What Is Autoprotocol?
- Autoprotocol is a formal language for specifying experimental protocols.
- Autoprotocol is an answer to the question: how do we encode experimental protocols such that they are completely unambiguous?
- Autoprotocol is unambiguous.
- It is impossible to encode "mix gently" or "incubate overnight" in Autoprotocol. You must specify all parameters needed to fully describe the operation in question.
- Autoprotocol-encoded protocols are just data.

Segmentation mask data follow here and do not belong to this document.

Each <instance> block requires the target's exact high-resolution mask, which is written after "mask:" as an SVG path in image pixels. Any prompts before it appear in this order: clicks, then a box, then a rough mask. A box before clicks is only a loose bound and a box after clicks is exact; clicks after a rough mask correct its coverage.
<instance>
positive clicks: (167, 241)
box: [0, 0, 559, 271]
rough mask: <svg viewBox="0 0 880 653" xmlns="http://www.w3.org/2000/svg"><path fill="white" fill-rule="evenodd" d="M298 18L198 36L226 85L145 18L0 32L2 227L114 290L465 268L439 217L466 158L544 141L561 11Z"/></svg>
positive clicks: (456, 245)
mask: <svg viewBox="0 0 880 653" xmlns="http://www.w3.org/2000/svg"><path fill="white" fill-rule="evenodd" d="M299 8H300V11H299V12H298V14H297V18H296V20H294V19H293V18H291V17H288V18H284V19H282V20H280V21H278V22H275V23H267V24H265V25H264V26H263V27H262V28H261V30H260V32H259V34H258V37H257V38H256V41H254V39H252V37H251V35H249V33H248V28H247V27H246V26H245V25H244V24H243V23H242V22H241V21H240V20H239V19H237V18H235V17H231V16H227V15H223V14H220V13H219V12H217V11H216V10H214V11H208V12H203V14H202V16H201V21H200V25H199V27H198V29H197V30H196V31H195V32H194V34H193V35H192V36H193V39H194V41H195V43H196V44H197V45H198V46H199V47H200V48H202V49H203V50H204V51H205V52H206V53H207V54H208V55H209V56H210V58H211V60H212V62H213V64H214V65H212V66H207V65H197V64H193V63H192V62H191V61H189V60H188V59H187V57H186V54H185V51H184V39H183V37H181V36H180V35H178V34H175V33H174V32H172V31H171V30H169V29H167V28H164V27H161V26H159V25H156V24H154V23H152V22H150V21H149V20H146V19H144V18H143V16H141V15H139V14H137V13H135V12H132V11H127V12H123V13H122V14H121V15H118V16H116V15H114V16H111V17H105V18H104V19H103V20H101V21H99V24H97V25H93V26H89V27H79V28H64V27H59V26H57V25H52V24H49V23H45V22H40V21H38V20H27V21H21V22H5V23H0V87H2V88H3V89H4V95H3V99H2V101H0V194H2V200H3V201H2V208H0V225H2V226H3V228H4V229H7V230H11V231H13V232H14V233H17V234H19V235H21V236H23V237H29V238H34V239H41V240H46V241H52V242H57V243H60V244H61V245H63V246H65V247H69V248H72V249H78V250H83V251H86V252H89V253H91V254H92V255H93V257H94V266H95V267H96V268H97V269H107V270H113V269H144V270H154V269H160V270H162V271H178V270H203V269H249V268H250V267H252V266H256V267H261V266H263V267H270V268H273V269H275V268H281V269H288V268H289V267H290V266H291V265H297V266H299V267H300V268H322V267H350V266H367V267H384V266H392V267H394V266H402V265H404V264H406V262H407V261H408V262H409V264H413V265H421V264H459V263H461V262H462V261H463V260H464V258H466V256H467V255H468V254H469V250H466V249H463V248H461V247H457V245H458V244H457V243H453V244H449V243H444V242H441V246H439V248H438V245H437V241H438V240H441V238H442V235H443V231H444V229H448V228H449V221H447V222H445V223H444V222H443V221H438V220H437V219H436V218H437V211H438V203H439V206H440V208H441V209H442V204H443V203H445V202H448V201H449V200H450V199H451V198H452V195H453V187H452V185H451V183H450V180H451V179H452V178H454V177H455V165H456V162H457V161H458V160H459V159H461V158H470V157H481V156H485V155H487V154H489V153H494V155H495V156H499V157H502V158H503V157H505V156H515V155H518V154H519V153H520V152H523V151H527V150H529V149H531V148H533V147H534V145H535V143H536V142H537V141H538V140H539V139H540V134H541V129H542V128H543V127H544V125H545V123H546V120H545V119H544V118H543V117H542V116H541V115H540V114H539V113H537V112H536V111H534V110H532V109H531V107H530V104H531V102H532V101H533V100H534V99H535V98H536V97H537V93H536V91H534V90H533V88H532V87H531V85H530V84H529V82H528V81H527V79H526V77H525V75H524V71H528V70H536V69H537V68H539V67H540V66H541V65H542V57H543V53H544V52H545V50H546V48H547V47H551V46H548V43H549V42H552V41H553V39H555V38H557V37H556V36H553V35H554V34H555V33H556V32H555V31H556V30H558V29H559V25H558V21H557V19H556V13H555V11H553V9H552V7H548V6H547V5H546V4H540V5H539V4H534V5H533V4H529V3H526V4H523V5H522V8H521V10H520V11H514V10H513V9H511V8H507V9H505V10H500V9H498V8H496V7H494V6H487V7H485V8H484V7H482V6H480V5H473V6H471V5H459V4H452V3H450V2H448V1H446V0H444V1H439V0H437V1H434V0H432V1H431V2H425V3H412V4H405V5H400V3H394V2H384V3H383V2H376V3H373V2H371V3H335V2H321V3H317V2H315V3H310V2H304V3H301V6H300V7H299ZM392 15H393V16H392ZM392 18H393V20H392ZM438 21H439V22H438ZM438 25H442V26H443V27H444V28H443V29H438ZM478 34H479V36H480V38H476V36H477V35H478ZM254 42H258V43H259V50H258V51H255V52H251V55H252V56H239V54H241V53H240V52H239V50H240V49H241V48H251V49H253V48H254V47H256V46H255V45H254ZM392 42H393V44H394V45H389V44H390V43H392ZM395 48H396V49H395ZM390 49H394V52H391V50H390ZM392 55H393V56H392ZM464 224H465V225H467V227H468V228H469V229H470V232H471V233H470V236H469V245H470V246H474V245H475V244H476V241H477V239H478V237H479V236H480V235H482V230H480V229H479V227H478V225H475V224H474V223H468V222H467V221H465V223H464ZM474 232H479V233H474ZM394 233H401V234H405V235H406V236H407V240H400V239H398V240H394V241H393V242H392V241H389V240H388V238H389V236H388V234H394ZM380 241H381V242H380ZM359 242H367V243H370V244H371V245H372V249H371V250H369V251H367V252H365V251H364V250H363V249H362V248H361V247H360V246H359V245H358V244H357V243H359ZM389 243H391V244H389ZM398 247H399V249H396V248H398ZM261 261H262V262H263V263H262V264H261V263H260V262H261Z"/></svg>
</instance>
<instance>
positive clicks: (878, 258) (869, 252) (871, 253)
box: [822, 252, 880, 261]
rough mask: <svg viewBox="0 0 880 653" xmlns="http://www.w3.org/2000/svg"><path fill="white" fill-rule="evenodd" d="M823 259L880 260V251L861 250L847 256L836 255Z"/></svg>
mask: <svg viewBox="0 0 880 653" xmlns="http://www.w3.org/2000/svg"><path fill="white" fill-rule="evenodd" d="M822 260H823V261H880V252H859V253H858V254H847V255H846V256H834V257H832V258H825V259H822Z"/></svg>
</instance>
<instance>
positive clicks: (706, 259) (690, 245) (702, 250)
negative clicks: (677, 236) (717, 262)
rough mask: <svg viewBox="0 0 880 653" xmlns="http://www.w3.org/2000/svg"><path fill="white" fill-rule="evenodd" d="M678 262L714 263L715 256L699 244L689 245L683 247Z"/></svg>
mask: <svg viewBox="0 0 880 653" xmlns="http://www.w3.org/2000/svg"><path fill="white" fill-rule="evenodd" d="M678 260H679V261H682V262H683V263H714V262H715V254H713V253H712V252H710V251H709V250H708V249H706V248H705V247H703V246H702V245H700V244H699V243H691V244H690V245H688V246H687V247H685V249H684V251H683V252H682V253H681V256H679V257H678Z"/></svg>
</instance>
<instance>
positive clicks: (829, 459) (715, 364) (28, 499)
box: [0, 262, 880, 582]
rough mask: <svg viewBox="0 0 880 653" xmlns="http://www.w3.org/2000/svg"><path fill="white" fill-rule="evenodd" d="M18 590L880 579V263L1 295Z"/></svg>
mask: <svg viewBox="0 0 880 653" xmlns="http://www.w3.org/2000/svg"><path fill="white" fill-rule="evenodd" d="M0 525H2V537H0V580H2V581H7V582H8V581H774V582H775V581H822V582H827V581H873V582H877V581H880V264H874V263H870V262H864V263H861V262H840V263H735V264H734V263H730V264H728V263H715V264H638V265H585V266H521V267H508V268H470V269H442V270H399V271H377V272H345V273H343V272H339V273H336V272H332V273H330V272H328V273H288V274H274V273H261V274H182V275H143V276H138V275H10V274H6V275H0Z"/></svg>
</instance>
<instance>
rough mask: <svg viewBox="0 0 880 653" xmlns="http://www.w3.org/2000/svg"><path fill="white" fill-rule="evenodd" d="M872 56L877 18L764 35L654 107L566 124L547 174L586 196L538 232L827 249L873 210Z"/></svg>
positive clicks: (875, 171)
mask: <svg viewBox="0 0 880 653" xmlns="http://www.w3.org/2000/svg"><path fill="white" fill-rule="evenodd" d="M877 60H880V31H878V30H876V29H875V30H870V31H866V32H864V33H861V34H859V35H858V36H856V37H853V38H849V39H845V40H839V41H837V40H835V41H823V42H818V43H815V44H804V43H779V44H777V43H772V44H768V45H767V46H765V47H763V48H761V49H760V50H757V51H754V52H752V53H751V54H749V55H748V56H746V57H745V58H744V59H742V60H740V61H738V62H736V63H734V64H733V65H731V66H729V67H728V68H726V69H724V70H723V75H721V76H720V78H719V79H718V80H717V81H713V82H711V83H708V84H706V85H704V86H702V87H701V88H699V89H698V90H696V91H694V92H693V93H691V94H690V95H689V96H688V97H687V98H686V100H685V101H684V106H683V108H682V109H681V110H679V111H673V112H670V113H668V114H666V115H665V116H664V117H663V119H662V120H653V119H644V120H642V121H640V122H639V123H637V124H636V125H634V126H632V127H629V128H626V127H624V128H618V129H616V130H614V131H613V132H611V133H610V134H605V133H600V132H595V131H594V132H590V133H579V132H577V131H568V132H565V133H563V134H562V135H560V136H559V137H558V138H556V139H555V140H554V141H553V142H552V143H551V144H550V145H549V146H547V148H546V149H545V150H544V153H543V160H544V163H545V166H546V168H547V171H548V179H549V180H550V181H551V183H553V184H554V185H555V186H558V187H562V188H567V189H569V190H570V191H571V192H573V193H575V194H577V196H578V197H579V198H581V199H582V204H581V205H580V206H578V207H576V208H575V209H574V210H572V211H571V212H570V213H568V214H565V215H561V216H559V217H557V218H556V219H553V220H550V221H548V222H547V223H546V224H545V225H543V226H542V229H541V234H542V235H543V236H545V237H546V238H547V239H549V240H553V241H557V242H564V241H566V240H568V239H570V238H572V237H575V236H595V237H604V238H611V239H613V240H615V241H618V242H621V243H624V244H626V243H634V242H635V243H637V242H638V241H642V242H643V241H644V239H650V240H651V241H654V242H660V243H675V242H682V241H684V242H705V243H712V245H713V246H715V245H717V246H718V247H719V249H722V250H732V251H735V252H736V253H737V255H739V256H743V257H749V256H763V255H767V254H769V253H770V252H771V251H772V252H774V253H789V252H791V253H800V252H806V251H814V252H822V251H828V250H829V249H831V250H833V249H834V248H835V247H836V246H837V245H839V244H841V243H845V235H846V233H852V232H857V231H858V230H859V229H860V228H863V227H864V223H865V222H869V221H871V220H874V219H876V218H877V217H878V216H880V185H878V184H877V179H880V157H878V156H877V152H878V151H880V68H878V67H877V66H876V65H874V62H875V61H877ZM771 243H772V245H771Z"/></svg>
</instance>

- Protocols don't need any interpretation or evaluation: autoprotocol is not a programming language and encoded protocols contain no logic.
What Is Autoprotocol Not?
- Autoprotocol is not a programming language.
- Autoprotocol-encoded protocols contain no logic and are guaranteed to complete in a fixed amount of time. Autoprotocol can be generated by programming languages and consumed by programs of all kinds, but Autoprotocol itself is just a data standard. You can do very sophisicated things like autonomous directed evolution or running self-healing assays using code that generates Autoprotocol, but such logic is "external" to the protocol itself.
- Autoprotocol contains no specific knowledge of biology.
- Autoprotocol is designed to be very flexible with no embedded "domain knowledge" with respect to what the protocol encodes, but has been developed with the life sciences in mind.
- Autoprotocol does not necessarily imply robotics or automation.
- Autoprotocol is just a standard way of unambiguously specifying experimental protocols. You can use that specification for any number of things, ranging from mining patterns in published protocols to generating English-language text to perform by hand.
- Autoprotocol is not a Transcriptic product.
- Autoprotocol is a formal open standard that was originated at Transcriptic, but is not at all dependent on Transcriptic. You can use Autoprotocol without a Transcriptic account or having to use any other Transcriptic services. You are free to build new software and hardware that understands Autoprotocol without paying anything to Transcriptic.